All this is an affront to the ego, which builds itself up on what it believes to be the firm foundation of our capability, understanding, and ability to communicate. Leaving our comfort zones reveals all of this as the illusion it is. The bubble of the ego gets popped. The only question is how we are going to respond to it: Are we going to have the humility to accept that the world doesn’t work the way we think it does or should? Are we going to accept we aren’t the measure of all things and that the world is a far bigger and more interesting place than our experiences might suggest? Or are we going to live up to the worst of the ‘tourist’ image and insist that things be the way we expect them to be?

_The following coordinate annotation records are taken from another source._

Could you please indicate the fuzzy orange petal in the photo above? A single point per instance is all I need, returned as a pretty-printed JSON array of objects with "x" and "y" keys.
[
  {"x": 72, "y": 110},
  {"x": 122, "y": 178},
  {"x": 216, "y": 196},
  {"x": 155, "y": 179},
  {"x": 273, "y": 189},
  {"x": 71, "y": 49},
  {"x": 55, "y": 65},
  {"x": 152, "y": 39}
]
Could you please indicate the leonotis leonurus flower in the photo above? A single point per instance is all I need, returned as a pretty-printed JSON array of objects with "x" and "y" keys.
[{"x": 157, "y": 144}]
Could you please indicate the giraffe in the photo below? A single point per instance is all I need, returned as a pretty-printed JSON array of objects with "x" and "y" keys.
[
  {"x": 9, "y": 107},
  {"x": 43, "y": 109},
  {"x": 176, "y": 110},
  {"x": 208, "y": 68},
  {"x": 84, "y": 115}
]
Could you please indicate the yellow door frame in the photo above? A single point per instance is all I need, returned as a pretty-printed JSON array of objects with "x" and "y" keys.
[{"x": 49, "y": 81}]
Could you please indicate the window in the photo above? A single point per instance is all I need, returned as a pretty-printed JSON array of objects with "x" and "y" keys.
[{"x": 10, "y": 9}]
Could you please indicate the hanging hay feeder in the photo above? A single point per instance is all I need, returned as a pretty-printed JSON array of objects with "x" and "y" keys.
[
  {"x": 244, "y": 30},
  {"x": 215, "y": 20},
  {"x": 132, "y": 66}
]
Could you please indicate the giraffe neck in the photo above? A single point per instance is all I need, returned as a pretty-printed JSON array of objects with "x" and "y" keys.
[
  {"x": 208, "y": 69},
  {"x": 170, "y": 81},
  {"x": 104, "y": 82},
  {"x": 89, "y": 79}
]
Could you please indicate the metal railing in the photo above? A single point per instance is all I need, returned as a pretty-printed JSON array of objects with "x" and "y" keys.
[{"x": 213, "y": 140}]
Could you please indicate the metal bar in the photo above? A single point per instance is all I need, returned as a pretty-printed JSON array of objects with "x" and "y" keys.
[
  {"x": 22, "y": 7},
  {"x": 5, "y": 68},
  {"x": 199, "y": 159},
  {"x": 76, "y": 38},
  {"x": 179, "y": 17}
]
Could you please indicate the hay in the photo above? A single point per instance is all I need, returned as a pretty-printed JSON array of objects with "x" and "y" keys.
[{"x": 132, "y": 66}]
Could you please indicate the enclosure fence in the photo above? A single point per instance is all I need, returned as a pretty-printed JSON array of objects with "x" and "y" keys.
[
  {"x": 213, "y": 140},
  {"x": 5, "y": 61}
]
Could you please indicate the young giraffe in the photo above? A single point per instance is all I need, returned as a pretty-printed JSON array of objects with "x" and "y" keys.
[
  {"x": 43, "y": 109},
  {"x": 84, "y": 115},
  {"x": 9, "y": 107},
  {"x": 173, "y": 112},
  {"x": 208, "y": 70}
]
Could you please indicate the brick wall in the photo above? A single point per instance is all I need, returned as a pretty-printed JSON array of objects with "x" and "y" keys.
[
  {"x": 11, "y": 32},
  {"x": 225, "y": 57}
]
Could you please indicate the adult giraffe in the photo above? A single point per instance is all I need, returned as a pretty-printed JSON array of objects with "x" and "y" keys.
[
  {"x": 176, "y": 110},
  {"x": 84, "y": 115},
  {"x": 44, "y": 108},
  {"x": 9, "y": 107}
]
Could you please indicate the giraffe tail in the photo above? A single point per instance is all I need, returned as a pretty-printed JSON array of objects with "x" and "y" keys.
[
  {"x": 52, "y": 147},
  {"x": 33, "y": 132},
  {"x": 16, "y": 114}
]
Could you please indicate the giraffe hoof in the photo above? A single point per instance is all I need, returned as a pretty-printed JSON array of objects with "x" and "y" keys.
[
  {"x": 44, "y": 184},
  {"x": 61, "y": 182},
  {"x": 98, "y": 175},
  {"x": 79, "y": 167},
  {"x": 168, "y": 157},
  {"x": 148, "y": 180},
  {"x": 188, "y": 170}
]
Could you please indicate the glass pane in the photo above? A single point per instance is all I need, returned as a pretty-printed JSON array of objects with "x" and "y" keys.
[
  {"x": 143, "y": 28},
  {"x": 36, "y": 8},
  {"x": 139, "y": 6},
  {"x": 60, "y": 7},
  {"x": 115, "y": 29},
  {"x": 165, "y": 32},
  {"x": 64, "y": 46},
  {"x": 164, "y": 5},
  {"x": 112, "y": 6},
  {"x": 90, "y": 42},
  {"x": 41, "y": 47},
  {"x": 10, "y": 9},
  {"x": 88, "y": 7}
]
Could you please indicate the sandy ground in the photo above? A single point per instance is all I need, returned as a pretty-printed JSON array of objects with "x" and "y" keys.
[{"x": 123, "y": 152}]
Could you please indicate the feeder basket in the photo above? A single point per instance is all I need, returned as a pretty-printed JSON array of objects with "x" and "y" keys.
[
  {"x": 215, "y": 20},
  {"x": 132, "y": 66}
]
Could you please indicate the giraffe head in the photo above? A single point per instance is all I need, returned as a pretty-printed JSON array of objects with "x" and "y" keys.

These reflections tie in nicely to some of the ideas I mentioned in my series this Spring on integral hermeneutics. By forcing us out of our comfort zones, exploring forces us to grow, to become something bigger than what we were before. By exposing us to sights and ways of life that are different from what we are used to, exploring helps us expand our circle of empathy. And by exposing our experience and understanding of the world as being as limited and provisional as they are, it helps makes our egos, ideologies, and presuppositions objects of our awareness — things we can engage with and play with, rather than being controlled by them without even being aware of them. And, in this way, if we let it, exploring new places and environments can be a deeply spiritual and sacred experience.

There’s one more thing I wanted to touch on in these reflections and that’s the role of companionship. In the first half of my trip, in Paris, I was traveling with a friend — someone who had been there before, who knew the way and to some extent the local ways; the second half of my trip, in London, I was exploring almost entirely on my own, and so all of the responsibility was on my shoulders. The two experiences were vastly different, and it struck me as an apt analogy for the spiritual life. Yes, we can go it alone, but it’s so much easier, more interesting, and more fun, with companions at our side.